Dec 9, 2008 | By: Michael J. Hassen

Motion to Dismiss FDCPA Class Action Claim Premised on Filing Untimely Debt Collection Lawsuits Fails but Motion to Dismiss State Law Class Action Claims and to Dismiss FDCPA Class Action Claim based on Attorney Fees Sought in Debt Collection Lawsuits were Meritorious Florida Federal Court Holds

Plaintiff filed a class action against Portfolio Recovery Associates (PRA) and certain individuals (PRA’s lawyers) alleging violations of the federal Fair Debt Collection Practices Act (FDCPA) and Florida’s Consumer Collections Practices Act (FCCPA); the class action complaint asserted that in violation of state and federal law, defendants engaged in a pattern and practice of filing lawsuits to collect debts after the statute of limitations had expired for doing so, and that defendants sought a standard amount of attorney fees without supporting documentation and without actually having incurred the stated amount in attorney fees. Gaisser v. Portfolio Recovery Associates, LLC, 571 F.Supp.2d 1273, 1274-75 (S.D. Fla. 2008). According to the class action, “Defendants’ practice of attempting to collect on debts after expiration of the applicable statute of limitations and Defendants’ practice regarding attorney’s fees runs afoul of the FDCPA.” Id., at 1275. More specifically, the class action complaint alleged that “Defendants used false or misleading representations to collect or attempt to collect a debt in violation of 15 U.S.C. § 1692e,” and “used unfair or unconscionable means to collect or attempt to collect a debt in violation of 15 U.S.C. § 1692f.” Id. The class action further alleged that defendants’ conduct violated Florida state law. Id. Defense attorneys moved to dismiss the first amended class action complaint. Id., at 1274. The district court granted the motion in part and denied the motion in part.

Plaintiff incurred credit card debts but was unable to keep up with the required payments. Gaisser, at 1274. The debt was assigned to PRA, who retained counsel to file suit against plaintiff to collect on the debt. Id. The first issue the district court addressed was whether New Hampshire’s three-year statute of limitations applied or Florida’s five-year statute of limitations applied to the debt collection lawsuits filed by defendants. Id., at 1275-76. The Court concluded that New Hampshire law applied, id., at 1276-77, and that defense attorneys failed to establish that the lawsuit – filed against plaintiff four years after the commencement of the statute of limitations – was filed timely, id., at 1277-78. But the district court granted the defense motion to dismiss the class action claims premised on the lawyer’s attorney fees, concluding that the lawyer verified only what a “reasonable fee” would be for the services rendered, not that the amount sought represented his “actual fee.” Id., at 1278. Because defendants did not represent the amount of attorney fees requested was a “sum certain,” and because defendants invited the court to determine the “reasonable fee” to be awarded, the class action claims based on the attorney fee requests failed. Id., at 1277-78.

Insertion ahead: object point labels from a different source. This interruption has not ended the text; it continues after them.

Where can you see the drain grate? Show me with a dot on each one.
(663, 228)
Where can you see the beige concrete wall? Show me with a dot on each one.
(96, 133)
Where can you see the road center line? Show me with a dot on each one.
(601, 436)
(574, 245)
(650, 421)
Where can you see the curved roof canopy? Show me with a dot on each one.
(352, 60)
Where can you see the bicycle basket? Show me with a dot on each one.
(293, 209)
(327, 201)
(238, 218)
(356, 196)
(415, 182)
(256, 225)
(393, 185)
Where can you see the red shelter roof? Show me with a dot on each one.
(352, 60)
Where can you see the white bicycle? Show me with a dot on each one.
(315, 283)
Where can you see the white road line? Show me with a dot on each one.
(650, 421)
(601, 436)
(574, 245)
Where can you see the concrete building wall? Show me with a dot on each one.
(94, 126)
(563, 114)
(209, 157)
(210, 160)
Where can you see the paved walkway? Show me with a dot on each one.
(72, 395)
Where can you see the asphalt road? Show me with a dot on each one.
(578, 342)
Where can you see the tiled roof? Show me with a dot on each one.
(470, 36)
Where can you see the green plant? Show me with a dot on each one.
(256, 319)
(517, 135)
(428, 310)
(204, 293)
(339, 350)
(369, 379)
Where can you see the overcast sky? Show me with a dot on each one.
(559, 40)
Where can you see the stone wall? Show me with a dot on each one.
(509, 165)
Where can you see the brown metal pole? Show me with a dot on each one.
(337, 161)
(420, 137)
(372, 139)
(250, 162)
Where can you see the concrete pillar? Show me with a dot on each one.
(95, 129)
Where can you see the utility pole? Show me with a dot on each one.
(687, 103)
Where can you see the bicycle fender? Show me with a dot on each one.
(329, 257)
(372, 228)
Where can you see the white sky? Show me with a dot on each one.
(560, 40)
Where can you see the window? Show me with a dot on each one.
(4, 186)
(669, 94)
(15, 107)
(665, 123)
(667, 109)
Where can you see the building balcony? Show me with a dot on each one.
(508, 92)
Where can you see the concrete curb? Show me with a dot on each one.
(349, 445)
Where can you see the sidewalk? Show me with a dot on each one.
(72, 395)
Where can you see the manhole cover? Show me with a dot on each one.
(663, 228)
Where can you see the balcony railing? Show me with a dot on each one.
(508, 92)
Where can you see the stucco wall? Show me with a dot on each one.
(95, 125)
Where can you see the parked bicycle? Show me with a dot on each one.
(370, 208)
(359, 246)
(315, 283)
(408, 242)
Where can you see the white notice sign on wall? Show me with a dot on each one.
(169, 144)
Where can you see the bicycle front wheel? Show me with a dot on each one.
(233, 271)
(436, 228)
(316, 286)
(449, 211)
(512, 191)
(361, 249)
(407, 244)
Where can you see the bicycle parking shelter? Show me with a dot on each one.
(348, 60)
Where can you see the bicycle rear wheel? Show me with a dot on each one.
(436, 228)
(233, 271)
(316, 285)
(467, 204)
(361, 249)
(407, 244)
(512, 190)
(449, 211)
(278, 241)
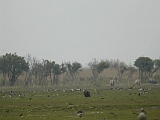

Finally, with respect to the class action claims premised on Florida’s state law, defense attorneys argued that the litigation privilege barred the FCCPA claim. Gaisser, at 1279. The district court agreed that the litigation privilege applied and accordingly granted the motion to dismiss the FCCPA class action claims, id., at 1279-80. Accordingly, the federal court granted the defense motion to dismiss certain claims in the class action complaint, but denied the motion as to the FDCPA claim, id., at 1280.